Set in a Cherokee river town, the narrative follows Eve, whose inquisitiveness becomes entangled with a visiting Choctaw embassy and a French officer accompanying it. Their arrival, marked by a dubious account of a killed interpreter, sparks suspicion among Cherokee leaders as ambition, political scheming, and cultural rivalry surface. The plot examines how external diplomacy and internal rivalries unsettle communal life, tracing the cascading effects of deceit and desire for influence on relationships, leadership, and traditional customs through episodic chapters blending local color, ceremonial detail, and interpersonal conflict.

IX

PERHAPS no man ever lived a tragedy of thought and feeling, unrelated to the conditions and professions of his merely material life, more consciously than did Laroche. Flung back perforce on his military character, every pulse ached with the straining against those professional chains, the fragments of which, had they broken in the stress, he would with loyal perversity have hugged. Yet since they held fast, he pined for Jock Lesly, for the simple household, for the humble domestic habitudes and the hearthside atmosphere, for the chaste yet alluring presence of Lilias. Many a day after he had seen the trader’s cavalcade fare downward through the bosky ravine, becoming dim and diminishing as it went, flickering among the shadows seeming as immaterial as they, finally vanishing indistinguishably in their midst, he could behold it anew in freshest tints and near at hand whenever the wish—or alack, the unruly fancy—brought it to mind again. Long after the echoes had ceased to repeat the hearty halloo of farewell, the last of many regretful tokens of parting, he was wont to hear these voices in song or breezy talk or affectionate greeting as of yore.

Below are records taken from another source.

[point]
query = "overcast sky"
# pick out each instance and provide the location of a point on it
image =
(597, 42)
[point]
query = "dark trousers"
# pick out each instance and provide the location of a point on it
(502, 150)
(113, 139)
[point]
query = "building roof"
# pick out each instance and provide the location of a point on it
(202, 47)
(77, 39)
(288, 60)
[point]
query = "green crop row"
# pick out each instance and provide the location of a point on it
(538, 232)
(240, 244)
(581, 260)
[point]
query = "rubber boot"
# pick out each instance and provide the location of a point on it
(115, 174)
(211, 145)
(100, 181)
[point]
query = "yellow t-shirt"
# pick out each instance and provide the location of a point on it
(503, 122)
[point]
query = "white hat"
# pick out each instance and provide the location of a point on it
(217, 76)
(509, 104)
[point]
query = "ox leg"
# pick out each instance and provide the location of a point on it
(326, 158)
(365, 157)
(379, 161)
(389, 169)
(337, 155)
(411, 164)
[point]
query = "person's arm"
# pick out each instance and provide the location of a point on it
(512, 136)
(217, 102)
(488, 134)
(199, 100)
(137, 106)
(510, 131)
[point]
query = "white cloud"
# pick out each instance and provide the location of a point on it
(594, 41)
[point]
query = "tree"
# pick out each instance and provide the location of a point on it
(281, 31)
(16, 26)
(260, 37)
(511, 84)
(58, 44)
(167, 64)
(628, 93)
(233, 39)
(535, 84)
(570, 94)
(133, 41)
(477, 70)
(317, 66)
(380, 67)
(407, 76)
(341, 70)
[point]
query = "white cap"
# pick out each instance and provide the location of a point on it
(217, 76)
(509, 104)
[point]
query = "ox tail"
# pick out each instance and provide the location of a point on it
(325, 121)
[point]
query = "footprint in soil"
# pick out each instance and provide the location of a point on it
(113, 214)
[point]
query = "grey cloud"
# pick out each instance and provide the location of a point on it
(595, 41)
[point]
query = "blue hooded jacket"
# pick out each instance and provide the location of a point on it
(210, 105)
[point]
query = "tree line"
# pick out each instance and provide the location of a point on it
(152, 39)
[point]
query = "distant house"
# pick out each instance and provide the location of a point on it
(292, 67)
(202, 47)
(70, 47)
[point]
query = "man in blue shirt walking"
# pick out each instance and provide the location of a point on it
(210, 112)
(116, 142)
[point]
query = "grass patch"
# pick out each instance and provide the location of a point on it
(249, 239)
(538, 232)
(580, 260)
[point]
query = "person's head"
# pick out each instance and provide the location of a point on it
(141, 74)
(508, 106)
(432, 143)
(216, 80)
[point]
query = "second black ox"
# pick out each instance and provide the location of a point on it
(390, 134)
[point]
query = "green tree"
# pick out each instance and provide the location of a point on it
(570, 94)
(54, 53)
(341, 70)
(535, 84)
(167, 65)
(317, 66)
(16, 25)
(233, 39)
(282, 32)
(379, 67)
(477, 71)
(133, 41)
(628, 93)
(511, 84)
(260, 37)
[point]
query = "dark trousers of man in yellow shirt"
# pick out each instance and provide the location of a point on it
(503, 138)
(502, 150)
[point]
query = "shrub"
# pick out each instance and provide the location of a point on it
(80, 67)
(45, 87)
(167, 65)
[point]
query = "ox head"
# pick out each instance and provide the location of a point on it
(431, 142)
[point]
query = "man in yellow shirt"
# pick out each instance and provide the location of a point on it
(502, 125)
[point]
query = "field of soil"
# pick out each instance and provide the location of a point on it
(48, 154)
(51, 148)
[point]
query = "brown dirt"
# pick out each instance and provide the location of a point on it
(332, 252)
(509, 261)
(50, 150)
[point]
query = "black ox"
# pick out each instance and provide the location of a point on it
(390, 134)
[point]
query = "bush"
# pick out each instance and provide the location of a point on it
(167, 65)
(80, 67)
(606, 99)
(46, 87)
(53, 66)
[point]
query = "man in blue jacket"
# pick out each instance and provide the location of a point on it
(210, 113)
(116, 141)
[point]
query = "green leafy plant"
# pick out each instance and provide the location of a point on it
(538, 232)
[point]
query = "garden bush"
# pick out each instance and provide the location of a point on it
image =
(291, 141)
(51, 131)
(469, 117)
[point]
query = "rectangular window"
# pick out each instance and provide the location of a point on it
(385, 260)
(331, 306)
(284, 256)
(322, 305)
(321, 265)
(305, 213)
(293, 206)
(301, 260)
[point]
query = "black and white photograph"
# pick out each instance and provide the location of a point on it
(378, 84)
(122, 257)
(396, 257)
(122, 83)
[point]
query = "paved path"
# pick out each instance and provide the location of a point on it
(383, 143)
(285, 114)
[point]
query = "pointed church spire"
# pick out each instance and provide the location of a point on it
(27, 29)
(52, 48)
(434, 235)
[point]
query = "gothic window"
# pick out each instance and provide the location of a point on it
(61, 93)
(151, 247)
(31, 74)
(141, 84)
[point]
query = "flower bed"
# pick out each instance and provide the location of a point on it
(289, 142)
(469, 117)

Yet he had scant time for this as he rode back to Ioco Town, for it is needless to say the projected detour to Virginia was never really in contemplation. Moy Toy was obviously jealous of his self-absorption and silence, and had become captious under the enforced relinquishment of the trader’s party as his lawful prey. He was more impatient still of the necessary delays that must ensue before the Cherokees could be in case to strike a blow in revenge for all their disasters, plainly registered in the charred tenantless towns here and there on the face of the ravaged landscape. Laroche sought to divert his mind, to placate him anew, to excite his interest. In devising subjects of talk the Frenchman often attempted to sound the depths of the Cherokee character and definitely gauge the capacities of the tribe to receive and assimilate the values of civilization, that thereby he might deduce something of the force that their national traits would exert in the destinies of this great continent. For instance, he would argue with Moy Toy upon the Indian aversion to the stability and permanence of architecture.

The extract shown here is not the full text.